Archaeologists and present-day residents of Nazareth imagined Jesus as a youngster, playing with other children in the isolated village, not far from the spot where the Archangel Gabriel revealed to Mary that she would give birth to the boy.
Today the ornate Basilica of the Annunciation marks that spot, and Nazareth is the largest Arab city in northern Israel, with about 65,000 residents. Muslims now outnumber Christians two to one in the noisy, crowded city.
The archaeological find shows how different it was 2000 years ago: There were no Christians or Muslims, the Jewish Temple stood in Jerusalem and tiny Nazareth stood near a battleground between Roman rulers and Jewish guerrillas.
The Jews of Nazareth dug camouflaged grottos to hide from Roman invaders, said archaeologist Yardena Alexandre, excavations director at the Israel Antiquities Authority. But the hamlet was so far off the beaten path that the caves were apparently not needed, she said.
Based on clay and chalk shards found at the site, the dwelling appeared to house a "simple Jewish family," Alexandre added, as workers carefully chipped away at mud with small pickaxes to reveal stone walls.
"This may well have been a place that Jesus and his contemporaries were familiar with," Alexandre said. A young Jesus may have played around the house with his cousins and friends. "It's a logical suggestion."
The discovery so close to Christmas pleased local Christians.
"They say if the people do not speak, the stones will speak," said the Rev. Jack Karam of the nearby basilica.
Archaeologist Stephen Pfann, president of the University of The Holy Land, noted: "It's the only witness that we have from that area that shows us what the walls and floors were like inside Nazareth in the first century." Pfann was not involved in the dig.
Alexandre said workers uncovered the first signs of the dwelling last summer, but it became clear only this month that it was a structure from the days of Jesus.
Alexandre's team found remains of a wall, a hideout, a courtyard and a water system that appeared to collect water from the roof and supply it to the home. The discovery was made when builders dug up the courtyard of a former convent to make room for a new Christian center, just yards from the Basilica.
It is not clear how big the dwelling is. Alexandre's team has uncovered about 900 square feet of the house, but it may have been for an extended family and could be much larger, she said.
Archaeologists also found a camouflaged entry way into a grotto, which Alexandre believes was used by Jews to hide from Roman soldiers who were battling Jewish rebels for control of the area.
The grotto could have hidden around six people for a few hours, she said.
However, Roman soldiers did not end up battling Nazareth's Jews because the hamlet had little strategic value. The Roman army was more interested in larger towns and strategic hilltop communities, she said.
Alexandre said similar camouflaged grottos were found in other ancient Jewish communities of the lower Galilee, such as the nearby biblical village of Cana, which did witness battles between Jews and Romans.
Archaeologists also found clay and chalk vessels likely used by Galilean Jews of the time. The scientists concluded a Jewish family lived there because of the chalk, which Jews used to ensure the ritual purity of the food and water kept inside the vessels.

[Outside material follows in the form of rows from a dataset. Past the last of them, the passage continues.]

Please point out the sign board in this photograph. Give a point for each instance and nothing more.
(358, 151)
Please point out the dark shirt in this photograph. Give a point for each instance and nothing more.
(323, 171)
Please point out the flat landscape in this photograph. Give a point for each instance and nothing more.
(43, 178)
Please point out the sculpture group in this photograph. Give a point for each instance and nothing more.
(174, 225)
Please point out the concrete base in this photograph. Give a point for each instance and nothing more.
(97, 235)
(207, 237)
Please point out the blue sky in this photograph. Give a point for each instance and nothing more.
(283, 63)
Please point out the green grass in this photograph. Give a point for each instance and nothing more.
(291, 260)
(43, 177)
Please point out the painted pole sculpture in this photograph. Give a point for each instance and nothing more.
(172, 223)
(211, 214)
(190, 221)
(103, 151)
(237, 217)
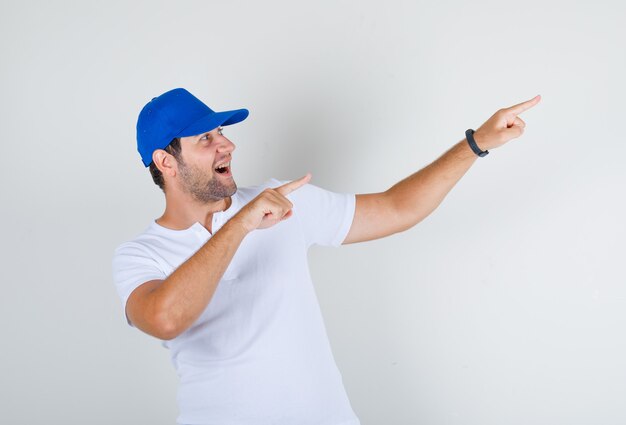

The shards also date back to the time of Jesus, which includes the late Hellenic, early Roman period that ranges from around 100 B.C. to the first century, Alexandre said. The determination was made by comparing the findings to shards and remains typical of that period found in other parts of the Galilee, she said.
The absence of any remains of glass vessels or imported products suggested the people who lived in the dwelling were simple, but Alexandre said the remains did not indicate whether they were traders or farmers.
The only other artifacts from the time of Jesus found in the Nazareth area are ancient burial caves that provided a rough idea of the village's population at the time, Alexandre said.
Work is now taking place to clear newer ruins built above the dwelling, which will be preserved. The dwelling will become part of a new international Christian center being built close to the site and funded by a French Roman Catholic group, said Marc Hodara of the Chemin Neuf Community overseeing construction.
Alexandre said limited space and population density makes it unlikely that archaeologists can carry out further excavations in the area, leaving this dwelling to tell the story of what Jesus' boyhood home may have looked like.
The discovery at "this time, this period, is very interesting, especially as a Christian," Karam said. "For me it is a great gift."